Je doute. Sur le sujet, comment structurer cette chronique. Je ne sais pas s’il serait préférable de commencer par la scène de Kenya cherchant une chambre dans l’embrasure d’une porte ou de se concentrer sur sa voiture entrant dans le garage de l’hôpital Can Misses d’Ibiza. L’avantage de la première option : elle permettrait de voir l’angoisse sur le visage d’un jeune professeur. Si elle n’accepte pas le poste, elle ne pourra pas accéder aux listes pendant deux ans et sa carrière professionnelle sera interrompue. C’est pourquoi elle est prête à travailler contre rémunération pour survivre, car elle espère une mutation permanente près de chez elle. Mais d’un point de vue visuel, pour émouvoir le lecteur, hypocrite comme moi, il n’y a rien de plus intense que de la suivre alors qu’elle arrive au parking. Grand moment. Désespérée, elle a décidé qu’elle allait dormir, un jour, deux, quoi qu’il arrive, mais heureusement là, elle découvrira qu’elle n’est pas seule. « Bonjour, je m’appelle Kenya. »
D’autres travailleurs sont dans la même situation. Un professionnel de l’hôtellerie. Egalement un policier. Ils dorment dans la voiture parce qu’ils n’ont même pas les moyens de louer un appartement ou une chambre. Il existe des centaines de témoignages relatant des expériences similaires. La majorité, des enseignants. Une bonne leçon. Et puis des chiffres publiés il y a quelques jours et qui révèlent un problème structurel aux Baléares : il y avait un manque d’enseignants. Je l’ai lu à 22 ans à Majorque, 20 ans à Minorque, 56 ans à Ibiza et 13 ans à Formentera. Le Kenya a finalement trouvé une solution. Elle ne pouvait pas louer une chambre entière, certes, mais elle pouvait louer une demi-chambre pour 490 euros par mois (y compris le paravent pour la séparer de l’inconnu qui dormait dans la même chambre pour le même prix). Une fin heureuse, sans toutefois cesser d’être un pauvre travailleur.

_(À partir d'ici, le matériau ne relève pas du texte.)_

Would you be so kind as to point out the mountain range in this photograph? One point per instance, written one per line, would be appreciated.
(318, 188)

Les aventures que nous a révélées un reportage de Lucía Bohórquez ont un peu plus de glamour. Par exemple, Carla. L’enseignante qui se réveille à Majorque, prend chaque matin l’avion pour Ibiza, arrive en bus à l’école, donne ses cours, récupère ses affaires à deux heures et fait le retour pour pouvoir se réconcilier, elle pourrait’ Elle ne paie pas non plus une chambre et parce qu’elle ne veut pas être rayée des listes. Si Carla était plus jeune, elle serait peut-être dans la même situation qu’Alex. Il est prêt à dormir sur la plage, a-t-il déclaré à eldiario.es de Formentera ce début de cours, mais pour l’instant profitez de la grande alternative que propose le gouvernement : vous dormirez dans une auberge. Vous pourrez partager des expériences. Ils se ressembleront. L’arrivée pour couvrir un congé théorique de quelques semaines, puis la menace de la saison estivale, le salaire qui ne nous permet même pas de survivre et un autre congé. Certains partent. Un autre Alex travaille désormais comme jardinier.
Bien qu’il y ait peu de cas comme celui de l’infirmière qui, il y a des années, travaillait précisément à Can Misses et a changé Pitiusa. Aujourd’hui, elle vit enfin dans un petit studio qu’un ami de Formentera lui a trouvé. Peut-être que vous n’êtes plus obligé de manger quotidiennement le menu de l’hôpital où vous travaillez – 5,50 euros vous permettent d’économiser – mais petit à petit vous pourrez oublier la situation extrême dans laquelle vous êtes arrivé pendant le mois d’août et une partie de septembre. Il n’avait nulle part où vivre, il ne pouvait pas payer une chambre à cause des touristes qui arrivaient. Finalement, même si c’était illégal, il a obtenu l’autorisation du gardien : il a installé sa tente sur un terrain adjacent à l’hôpital et y a dormi avant de commencer sa journée de travail.
Et je doute encore. Car qui est intéressé à lire une chronique sur la dégradation des services publics de base – santé, éducation – quand ce qui devrait être célébré, ce sont les investissements étrangers dans nos villes mondiales ou la chance d’avoir des centres touristiques emblématiques que des millions de personnes veulent visiter ? personnes? C’est pour le moins l’ironie. La journaliste Anna Pacheco s’est infiltrée dans la salle qui réunissait les directeurs des fonds d’investissement immobiliers de Barcelone. Il n’avait plus de cartes. Cela ne ressemblait pas à une dystopie. Il vendait un projet innovant : des logements abordables utilisant la structure des toilettes portables. Mettez-en deux ensemble et c’est tout. Quelle chronique de merde.